Thursday, January 15, 2009

Miliband renounces what?

Eight years too late, Miliband "implicitly" criticises the War on Terror. And James Hooper fawns.

We all know a person or two suffering from 'Panglossian disorder', the tendency towards extreme optimism and extreme denial in the face of obvious evidence to the contrary. Everything's fine and everything's amazing. Flowers and chocolate. Roses and lilies. My good old friend Gaz once said that "I don't know anything about Iraq, but if our government is taking us to war over there, then it means they must have their good reasons". He also said that his minimum-wage casual job at a call centre was an excellent career opportunity and, after he lost that same job, he was still mumbling "oh it's alrite".

Today, via the excellent Liberal Conspiracy website, I found another recruit to the Panglossian cause as I stumbled upon a piece by James Hooper, author of the wonderfully written Scribo Ergo Sum blog. "Miliband hits the spot", he writes.

Some of the ideas and concepts on Hooper's blog are entirely agreeable. His blog contains a slew of excellent opinions and thought-provoking articles about politics and the wider world. But, my heartfelt apologies, his stuff about David Miliband is just a massive clanger. If anything because it's seriously based on a delusion. James Hooper sees things entirely based on implicitness, getting carried away with one Panglossian leap after the other.

According to Hooper, David Miliband would have allegedly "renounced" the War on Terror, something especially brave as it was done "five days before the Texas thugs departs the Oval Office". So in Hooper's rose-tinted world, that is hugely significant. That makes Miliband a "mouth-watering" political prospect.

Aside from the fact that it's probably easier to spot a dodo than anyone still uttering the phrase "War on Terror" (the phrase hasn't been openly used by anybody, not even the 'Texan thugs' since at least 2006), Hooper magically forgets that Miliband has been a fervent supporter of the 'Texan thugs' and their foreign policy adventures throughout. Hooper may slate the "Neo Conservative myth", but the fact is Milband has always been pro-Iraq war and if he harboured any doubt then they must have been "implicit" because, as recently as 2008, he "hailed the Iraq war as a remarkable victory which had brought democracy and security to the conflict-ridden country". Hooper may want to ask a million Iraqi corpses what they make of "implicit" repositioning.

Hooper took the Foreign Secretary's article in today's Guardian and decided to turn it into a 'Road to Damascus' kind of moment.

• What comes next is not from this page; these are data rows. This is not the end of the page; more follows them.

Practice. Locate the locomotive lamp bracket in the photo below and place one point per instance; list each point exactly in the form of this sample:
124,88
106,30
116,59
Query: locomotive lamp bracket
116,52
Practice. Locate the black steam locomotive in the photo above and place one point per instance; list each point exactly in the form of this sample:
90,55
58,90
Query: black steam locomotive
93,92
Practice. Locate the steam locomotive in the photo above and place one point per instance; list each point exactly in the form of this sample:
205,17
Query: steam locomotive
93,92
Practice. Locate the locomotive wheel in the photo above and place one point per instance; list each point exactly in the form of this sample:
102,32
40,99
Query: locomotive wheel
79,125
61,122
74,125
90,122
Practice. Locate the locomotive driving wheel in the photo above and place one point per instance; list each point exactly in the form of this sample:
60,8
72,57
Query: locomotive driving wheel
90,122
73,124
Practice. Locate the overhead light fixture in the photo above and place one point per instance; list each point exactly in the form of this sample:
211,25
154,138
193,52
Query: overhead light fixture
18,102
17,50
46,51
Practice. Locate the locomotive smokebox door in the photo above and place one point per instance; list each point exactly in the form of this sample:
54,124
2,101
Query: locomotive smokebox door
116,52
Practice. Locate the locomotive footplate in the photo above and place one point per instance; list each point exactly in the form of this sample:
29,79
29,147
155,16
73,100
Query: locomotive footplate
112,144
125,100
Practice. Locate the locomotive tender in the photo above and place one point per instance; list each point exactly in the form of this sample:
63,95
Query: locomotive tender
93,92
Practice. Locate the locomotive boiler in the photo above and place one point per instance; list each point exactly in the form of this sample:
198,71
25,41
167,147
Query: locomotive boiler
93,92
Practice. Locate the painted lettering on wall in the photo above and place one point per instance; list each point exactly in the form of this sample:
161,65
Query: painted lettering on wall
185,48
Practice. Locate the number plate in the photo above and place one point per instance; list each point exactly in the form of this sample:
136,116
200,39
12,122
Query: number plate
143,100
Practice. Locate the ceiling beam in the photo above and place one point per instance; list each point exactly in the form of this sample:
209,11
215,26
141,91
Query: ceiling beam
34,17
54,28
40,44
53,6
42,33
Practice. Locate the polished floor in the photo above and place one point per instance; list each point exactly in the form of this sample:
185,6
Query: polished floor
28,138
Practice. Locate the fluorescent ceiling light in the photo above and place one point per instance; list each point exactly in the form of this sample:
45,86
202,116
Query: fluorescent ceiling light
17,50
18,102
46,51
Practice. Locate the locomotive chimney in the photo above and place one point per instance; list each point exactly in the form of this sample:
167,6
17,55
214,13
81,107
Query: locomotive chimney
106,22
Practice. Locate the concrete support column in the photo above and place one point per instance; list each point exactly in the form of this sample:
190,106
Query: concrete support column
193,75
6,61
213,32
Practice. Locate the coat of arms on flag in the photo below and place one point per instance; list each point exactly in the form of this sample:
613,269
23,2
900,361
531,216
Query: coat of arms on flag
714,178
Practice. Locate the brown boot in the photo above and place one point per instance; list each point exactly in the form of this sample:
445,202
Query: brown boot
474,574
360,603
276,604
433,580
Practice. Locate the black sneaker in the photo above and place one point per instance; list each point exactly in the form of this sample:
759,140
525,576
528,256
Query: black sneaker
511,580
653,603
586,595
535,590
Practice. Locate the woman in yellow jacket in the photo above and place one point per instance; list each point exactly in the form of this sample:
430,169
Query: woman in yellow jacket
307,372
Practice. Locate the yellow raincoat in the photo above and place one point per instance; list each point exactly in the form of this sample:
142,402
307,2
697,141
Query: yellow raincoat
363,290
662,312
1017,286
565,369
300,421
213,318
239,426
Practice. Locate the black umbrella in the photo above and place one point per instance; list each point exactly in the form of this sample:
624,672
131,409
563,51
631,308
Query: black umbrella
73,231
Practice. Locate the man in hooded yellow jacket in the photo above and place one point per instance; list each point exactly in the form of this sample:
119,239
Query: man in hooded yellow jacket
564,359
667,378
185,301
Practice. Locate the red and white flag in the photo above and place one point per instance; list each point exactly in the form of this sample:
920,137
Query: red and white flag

Because, really, the most adventurous thing Miliband could come up with was a quote from General Petraeus saying that the western coalition in Iraq "could not kill its way out of the problems of insurgency and civil strife". Hooper also wrote that "[Miliband]'s stance on the latest Israeli atrocities have been about as good as could be expected from a mainstream politician". What, calls for a ceasefire? "Halt all violence"? Calling it "a dark moment"? Was he going to call it a "bright one" instead? Does Hooper know of any European politician, from Sarkozy to Zapatero, to Gordon Brown himself, who didn't spurt hot air over "the loss of human life"?

Hooper doesn't forget to stick a strawman in. In order to flesh out Miliband's words he places them right against blogs like Monkeysmashes and the Communist Party of Great Britain (well-known big beasts of the British political scene, you know) and their support for "murderous Islamists".

No, my friend. Please find yourself another political idol. Because after ten years of Blairite piss'n'wind, lies and constant political posturing, the last think Britain needs is a Miliband to idolise.


Anonymous said...

Hooper's view (and he's not alone, to be fair) reminds me of the days of the vote on Iraq. And some people on the left were deluding themselves that deep down Gordon Brown was against the war because his nose twitched when he declared his support or something.

It really verges on the ridiculous. Miliband shouldn't be let off so easily.

Anonymous said...

Look at this paragraph Miliband wrote:

"We must respond to terrorism by championing the rule of law, not subordinating it, for it is the cornerstone of the democratic society. We must uphold our commitments to human rights and civil liberties at home and abroad.

Cheeky bugger, isn't he? Why didn't he quit the Government when Blair was involved head-to-toe in rendition flights, Guantanamo and all that bullshit? Sod quit the government. Why didn't he ever utter a word?
Any chance perhaps that with Obama entering the White House, Miliband, like all serfs, is seeking realignment?

Anonymous said...

Miliband is a pathetic human being. He believes in nothing. Everyone knows he's just after one thing.